The Cost of Healthcare Is Out of Control, Hurting Programs for the Elderly and the Vulnerable
Alicia H. Munnell is a columnist for MarketWatch and director of the Center for Retirement Research at Boston College.
Big Pharma has a legislative blitz to prevent Medicare from negotiating drug prices.
Getting spending on Social Security, Medicare, and Medicaid “under control” is at the top of all the budgeteers’ agenda. While the intention sounds reasonable, spending on these programs is not out of control.
Social Security spending is slated to rise from roughly 5 percent of GDP to 6 percent of GDP between 2023 and 2053, according to the Congressional Budget Office (CBO). This increase is due entirely to the aging of the population (see Figure 1). And a 1-percentage-point increase is not a large change; defense spending went up and down by 2 percentage points between 2000 and 2023.
In contrast, spending on healthcare programs is slated to rise from 6.5 percent of GDP in 2023 to 10.1 percent in 2053. Why is that? A bit of the increase is from population aging, but the bulk is due to the rising cost of health care. We spend twice as much on health care as the average for the other OECD countries and have worse outcomes on key metrics such as infant mortality and obesity.
Why don’t we do something about out-of-control healthcare costs?
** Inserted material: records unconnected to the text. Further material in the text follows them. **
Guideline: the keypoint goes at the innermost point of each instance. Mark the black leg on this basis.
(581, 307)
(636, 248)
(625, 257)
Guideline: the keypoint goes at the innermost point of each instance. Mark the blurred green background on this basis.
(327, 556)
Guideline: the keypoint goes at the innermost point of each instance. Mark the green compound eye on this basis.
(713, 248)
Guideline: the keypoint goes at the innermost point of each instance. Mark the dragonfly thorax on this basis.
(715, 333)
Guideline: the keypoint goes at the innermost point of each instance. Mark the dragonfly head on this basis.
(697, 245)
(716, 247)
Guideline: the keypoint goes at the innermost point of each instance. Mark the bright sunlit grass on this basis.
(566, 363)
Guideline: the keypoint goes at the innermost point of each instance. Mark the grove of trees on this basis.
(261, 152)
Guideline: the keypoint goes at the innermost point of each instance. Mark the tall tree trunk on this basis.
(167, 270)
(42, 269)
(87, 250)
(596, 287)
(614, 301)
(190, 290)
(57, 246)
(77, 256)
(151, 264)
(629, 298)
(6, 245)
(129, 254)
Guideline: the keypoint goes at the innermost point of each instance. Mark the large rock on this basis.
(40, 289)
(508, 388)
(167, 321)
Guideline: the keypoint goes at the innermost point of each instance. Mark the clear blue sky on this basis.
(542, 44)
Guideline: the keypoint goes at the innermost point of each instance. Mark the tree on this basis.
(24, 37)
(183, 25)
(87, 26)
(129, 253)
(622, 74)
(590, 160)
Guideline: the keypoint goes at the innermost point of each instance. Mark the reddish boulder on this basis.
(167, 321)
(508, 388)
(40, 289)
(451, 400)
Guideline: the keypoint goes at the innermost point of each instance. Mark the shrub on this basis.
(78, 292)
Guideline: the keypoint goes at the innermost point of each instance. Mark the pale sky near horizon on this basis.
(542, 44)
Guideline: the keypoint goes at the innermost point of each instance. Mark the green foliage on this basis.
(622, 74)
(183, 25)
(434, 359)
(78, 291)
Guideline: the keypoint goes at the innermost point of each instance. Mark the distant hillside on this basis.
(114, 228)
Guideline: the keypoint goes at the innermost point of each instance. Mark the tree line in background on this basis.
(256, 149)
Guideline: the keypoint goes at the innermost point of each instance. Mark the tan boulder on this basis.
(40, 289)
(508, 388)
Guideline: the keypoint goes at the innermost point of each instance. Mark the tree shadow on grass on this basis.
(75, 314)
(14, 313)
Interesting you should ask; the Inflation Reduction Act took an important step in that direction by giving Medicare the power to negotiate drug prices with pharmaceutical companies – an activity that Medicare has been explicitly barred from doing up to now. And the legislation gives the government real leverage; if companies do not comply, they will face a substantial excise tax or they can withdraw all of their drugs from coverage under Medicare and Medicaid.
Allowing negotiation over prices is not unprecedented; the government routinely negotiates for other products and the Department of Veterans Affairs already negotiates drug prices with pharmaceutical companies. Nevertheless, just weeks before the government is scheduled to announce the first 10 drugs subject to negotiations, the pharmaceutical industry and their representatives have initiated a full-court press to halt the drug pricing program.
Lawsuits filed by the companies claim that forcing them to negotiate prices violates various aspects of the Constitution (see Table 1). According to the companies, the whole process is equivalent to an unjust taking of property, which is prohibited by the Fifth Amendment, and requiring companies to agree in writing that they are negotiating a fair price violates the First Amendment’s guarantee of free speech. In addition, industry groups argue that the excise tax for noncompliance violates the Eighth Amendment’s prohibition of excessive fines; the excise tax is not authorized by any power of Congress; and that the whole setup lacks requisite “intelligible principles” and necessary constitutional safeguards to ensure accountability, rationality, and fairness.
Through multiple suits with overlapping claims in jurisdictions across the country, the industry seems to be aiming for conflicting rulings in order to push the issue to the Supreme Court. In the meantime, the Chamber of Commerce has asked a federal judge in Ohio to issue an injunction that would block any negotiations while its case is being heard.
The bottom line is that one important step to controlling healthcare costs is being blocked by the industry.